1.2.3 HbAIH生物信息学分析利用ORF finder预测开放阅读框;用在线程序Smart(http://smart.emblheidelb erg.de/)和InterProScan(http://www.ebi.ac.uk/interpro/)对蛋白保守结构域进行分析;用Expasy网站的ProtParam程序(http://web.expasy.or g/protparam/)分析蛋白质分子量、等电点、氨基酸组成等理化性质;用NCBI中的BLAST和DNASTAR软件进行同源性分析;信号肽预测用SignalP 4.1 Server软件(http://www.cbs.dtu.dk/services/SignalP/),采用程序TMHMM 2.0(http://www.cbs.dtu.dk- /services/ TMHMM/)预测跨膜结构域。用ClustalX和MEGA6.0进行多序列比对和Neighbor-Joining进化树的构建,多序列比对显色用ESPript工具完成[30]。
1.2.4 实时荧光定量PCR分析根据测序结果设计HbAIH基因实时荧光定量PCR引物,正、反向引物序列分别为5'-CCAAATCATGAGGTGGTGAG-3'和5'-GCTCTAGACCAAGCTACTAG-3'。选择巴西橡胶树HbUBC4作为内参基因,正、反向引物序列分别为5'- TCACCCTGAACCTGATAGCC-3'和5'- TTTCTTTGGTGACGCTGCAA-3'。根据SYBR Green Ⅰ Master Mix试剂盒说明书qPCR反应体系如下:SYBR® Premix Ex TaqTM(2×)(TaKaRa)10 μL,正、反向引物各1 μL,模板2 μL,补ddH2O至20 μL。每样品设置3次重复。qPCR在Bio-Rad CFX96 qPCR仪进行,程序设置为:95℃预变性5 min;95℃ 10 s,58℃ 30 s,72℃ 20 s,40个循环后进行熔解曲线分析,以确定引物的特异性。基因相对表达量采用公式2-ΔΔCt计算。
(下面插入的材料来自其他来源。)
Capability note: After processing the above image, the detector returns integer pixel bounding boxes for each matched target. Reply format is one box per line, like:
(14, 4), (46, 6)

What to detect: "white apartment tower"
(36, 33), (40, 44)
2 结果 2.1 HbAIH的克隆及序列特征通过对巴西橡胶树转录组测序结果分析,获得了一条与植物AIH基因序列高度同源的unigenes。利用RT-PCR和3'-RACE技术获得了该序列完整开放阅读框(ORF,open reading frame)和全部3'端序列(图 1)。序列分析结果表明,扩增获得的基因全长1 462 bp,ORF长为1 137 bp,编码378个氨基酸。同源序列比对结果表明,该蛋白与木薯、蓖麻、麻风树、毛果杨等AIH蛋白序列一致性较高,故将该基因命名为HbAIH。
预测HbAIH分子量为42.28 kD,理论等电点为5.09。不稳定系数为39.09,为稳定蛋白。信号肽预测结果表明,HbAIH不含有信号肽,为胞内蛋白。疏水性分析表明,该蛋白亲水性氨基酸为152个,占40.21%;疏水性氨基酸为167个,占44.18%,平均疏水系数为-0.411,为亲水性蛋白。氨基酸组成中带有负电荷的氨基酸(Asp+Glu)共有51个,占13.49%;带有正电荷的氨基酸(Arg+Lys)共有35个,占9.26%。跨膜结构域预测结果表明,HbAIH不含跨膜结构域,为非膜蛋白。
2.2 HbAIH基因结构分析将HbAIH cDNA序列在橡胶树热研-73397基因组数据中进行比对,获得HbAIH基因组序列,序列全长8 446 bp。编码区含有10个外显子和9个内含子(图 2),外显子长度介于56-233 bp,内含子长度介于95-1 799 bp之间。所有内含子的剪切位点均符合真核生物“GT-AG”规则。利用GSDS 2.0在线工具分析了橡胶树、木薯、麻风树、蓖麻、可可、拟南芥和玉米等的AIH基因结构,结果表明这些植物AIH具有相同的外显子/内含子组织形式,都由10个外显子和9个内含子组成(图 2)。
2.3 HbAIH同源比对及二级结构特征将HbAIH与其它物种AIH基因的氨基酸序列进行同源序列比对,结果(图 3)表明HbAIH与木薯MeAIH氨基酸序列一致性最高,达90.74%。其次是大戟科的蓖麻RcAIH和麻风树JcAIH,一致性分别是87.57%和85.57%。与原核生物粪链球菌EfAIH和变形链球菌SmAIH氨基酸序列一致性最低,分别为43.57%和45.34%。利用在线程序SOPMA对HbAIH进行二级结构预测。结果表明HbAIH二级结构以无规则卷曲为主要构成元件,占42.86%;其次是α-螺旋和被β片层结构,占比例分别为26.19%和22.75%;β-转角结构最少,仅占8%。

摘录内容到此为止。